Secretary of State Chuck Gray, the lone conservative among the Republican officials, cast the only dissenting vote on both projects. Most local residents opposed the wind farms, but their concerns were overruled.

The issue isn’t just that wind turbines are visually intrusive in a state where coal and natural gas remain abundant. It’s that they fail to serve as reliable infrastructure. Instead of contributing stable power, wind farms often operate as economic parasites — consuming massive resources to generate relatively little electricity.

Local officials have raised concerns about the large volumes of water required to operate these wind farms, but those objections have gone largely ignored.

In most cases, a power source earns public support by producing more value than it costs. But these wind farms don’t even power the local communities. The energy is being funneled into a new industry with a dystopian twist: investors want to use Eastern Wyoming’s land and water to produce carbon-offset hydrogen jet fuel — so global airlines can claim they’re “green.”

In the end, rural residents are being sacrificed in the name of questionable science and corporate virtue-signaling. Wyoming’s landscape and resources are being drained, not to meet local needs but to satisfy the environmental claims of distant corporations.

The first project, led by Sidewinder H2 LLC, will occupy roughly 120,000 acres about 10 miles west of Lusk.
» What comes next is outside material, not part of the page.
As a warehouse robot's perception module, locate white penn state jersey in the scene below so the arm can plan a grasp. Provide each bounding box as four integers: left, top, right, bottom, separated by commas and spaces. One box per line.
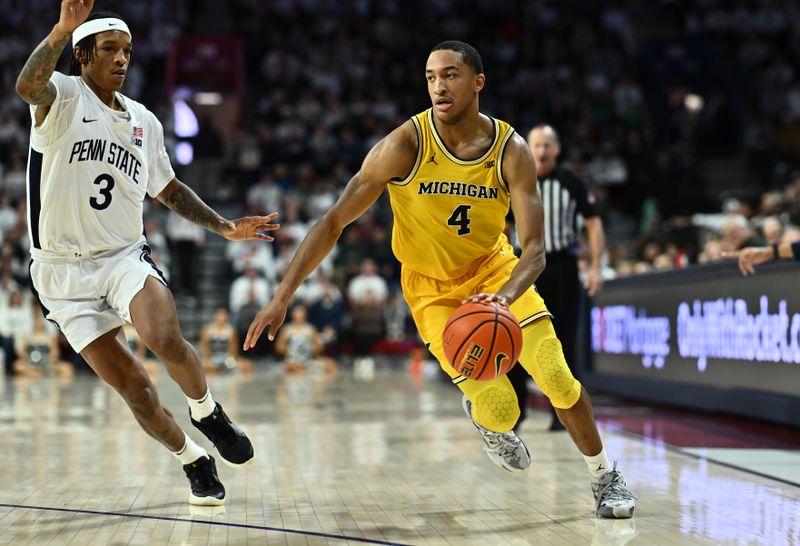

The second, smaller project, run by Pronghorn H2 LLC, will take up 46,000 acres 20 miles east of Casper. Both companies are based in Delaware but operate as subsidiaries of Acciona and Nordex Green Hydrogen — a joint venture between Spain’s Acciona and German wind turbine manufacturer Nordex.
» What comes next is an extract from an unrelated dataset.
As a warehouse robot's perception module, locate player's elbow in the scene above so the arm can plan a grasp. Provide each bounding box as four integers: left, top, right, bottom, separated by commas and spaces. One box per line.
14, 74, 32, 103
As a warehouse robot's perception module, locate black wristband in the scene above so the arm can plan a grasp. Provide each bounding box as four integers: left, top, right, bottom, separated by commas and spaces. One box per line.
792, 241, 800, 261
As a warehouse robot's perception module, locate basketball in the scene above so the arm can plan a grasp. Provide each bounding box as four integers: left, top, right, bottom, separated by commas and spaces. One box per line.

On its U.S. venture page, Acciona calls for the “decarbonization” of America. The company criticizes the Paris climate agreement as insufficient and urges a rapid shift toward renewables. Its stated goal is to achieve “net zero” emissions by transforming the energy sector “without delay” and “decoupling from fossil fuels.”

So why, in a state Trump won by a landslide and at a time when he’s pledging to dismantle the “green new scam,” are Republicans handing over land to foreign energy firms that aim to shut down U.S. fossil fuel use?
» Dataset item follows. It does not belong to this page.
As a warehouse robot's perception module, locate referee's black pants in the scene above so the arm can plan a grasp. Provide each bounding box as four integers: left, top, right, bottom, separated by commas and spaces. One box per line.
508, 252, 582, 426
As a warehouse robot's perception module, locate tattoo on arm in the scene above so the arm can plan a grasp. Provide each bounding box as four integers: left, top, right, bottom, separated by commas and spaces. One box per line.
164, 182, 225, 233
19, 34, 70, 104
Why are Republican leaders enabling green energy companies — many backed by subsidies from Biden’s climate agenda — to displace Wyoming’s natural resources and burden local landowners in the name of global “carbon offsets”?

The truth is Gov. Mark Gordon and his allies are violating the fundamental trust between state leadership and the people of Wyoming.

At a recent board meeting, Chuck Gray asked Paul Martin, president of Focus Clean Energy, why these companies couldn’t produce fuel “the good ol’ fashioned way” instead of eating up vast tracts of land. Martin’s response was striking.

“Those guys might want to tell the Targets of the world and different clients that they’re reducing their carbon footprint,” Martin said. “That means they’re willing to pay extra for a product that’s gone through this complex process.”

In other words, multigenerational, salt-of-the-earth Wyoming landowners are expected to sacrifice their property so that global corporations can pay a premium to showcase their climate credentials to retail clients and investors.

Yeah, right.

Landowners in conservative states are beginning to push back against green energy land-grabs, though legislative progress remains slow. The Arizona House recently passed a bill to ban wind and solar projects near residential neighborhoods. Lawmakers in Arkansas are weighing several proposals to restrict or prohibit such projects outright. Similar tensions have emerged in the Oklahoma legislature.

Still, no state has enacted a new law this session, although some counties have begun taking action at the local level.

In Wyoming, residents must make it clear: If corporations want to virtue-signal, they should do it on their own land in places like San Francisco or Los Angeles. To defend the open, free land that defines Wyoming, voters need to elect Republicans who actually represent those values — not politicians like Mark Gordon, who seems more at home in California than the Cowboy State.